Les chœurs soutiennent en outre des solistes, deux jeunes chefs forestiers et des artistes professionnels. La soprano Raquel Camarinha ("Portugaise, Têtue, passionnée et organisée qui voudrait apprendre à faire des claquettes" comme la présente son portrait dans le programme de salle) est habituée aux créations contemporaines ainsi qu'aux mélodies françaises. Elle met cette pratique au service d'une articulation intelligible des mots et des notes. Les lignes se déploient lyriques et même à l'aise dans les coloratures mais ces qualités restent les mêmes alors qu'elle incarne différents personnages : l'institutrice, un casque, petit arbre, grand arbre. Grand arbre aussi et même Chamane : tel est le rôle incarné par Julien Clément (qui "essaie de s'améliorer chaque jour et a un rapport plutôt bon avec la musique", toujours dixit le programme). Son costume rappelle l'homme-arbre dans un célèbre film (notre dossier Opéra & Cinéma). Le baryton a certes une voix étoffée et mêlant les qualités essentielles pour cet opus : parlé lyrique, chanté articulé et joué incarné avec des appuis très marqués qui tendent cependant le vibrato.
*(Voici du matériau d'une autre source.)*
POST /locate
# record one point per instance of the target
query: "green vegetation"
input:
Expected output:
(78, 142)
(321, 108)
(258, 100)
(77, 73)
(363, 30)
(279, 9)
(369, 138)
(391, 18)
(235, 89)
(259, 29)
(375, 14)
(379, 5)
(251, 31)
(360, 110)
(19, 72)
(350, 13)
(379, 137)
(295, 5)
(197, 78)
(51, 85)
Bien que difficilement intelligible et bien qu'ayant deux chœurs, cette œuvre a un message écologique univoque. Pourtant l'interprétation a deux directions qui peinent à se concilier. Léo Warynski est sur l'estrade, tandis que la cheffe de chœur Sophie Boucheron (bien-nommée pour cet opus, à une lettre près) un pas derrière (et donc également une marche en-dessous) donne aussi des indications. Dans un premier temps, celle-ci semble avoir été prévue pour aider les chœurs d'enfants en leur indiquant des entrées spécifiques, toutefois elle bat naturellement la mesure elle aussi mais dans une version parfois discordante avec celle de son collègue, lui-même donnant également les entrées et aidant les enfants dans la prononciation du texte. Le mieux est ainsi l'ennemi du bien et un souci de renforcer la clarté n'est pas pour aider les jeunes chanteurs, tandis qu'à l'inverse, les instrumentistes savent se concentrer sur une seule direction. Les parties instrumentales de l'œuvre peuvent ainsi exprimer leur grand intérêt. Le riche pupitre de percussions multiplie les effets et ambiances sonores, faisant pousser une jungle musicale foisonnante (au point même que les haut-parleurs avec des sons électroniques semblent superflus). Le reste de l'Orchestre national d'Île-de-France et l'Académie d'orchestre avec de jeunes musiciens de conservatoires savent aussi bruisser et glisser, marquer des rythmes mais surtout des timbres limpides : les bois sont boisés, les cuivres cuivrés.
La fin de l'œuvre laisse percevoir un mot qui se révèle être le mot de passe expliquant le titre : Bulldozer (dont Zerballodu est l'anagramme, à une lettre près).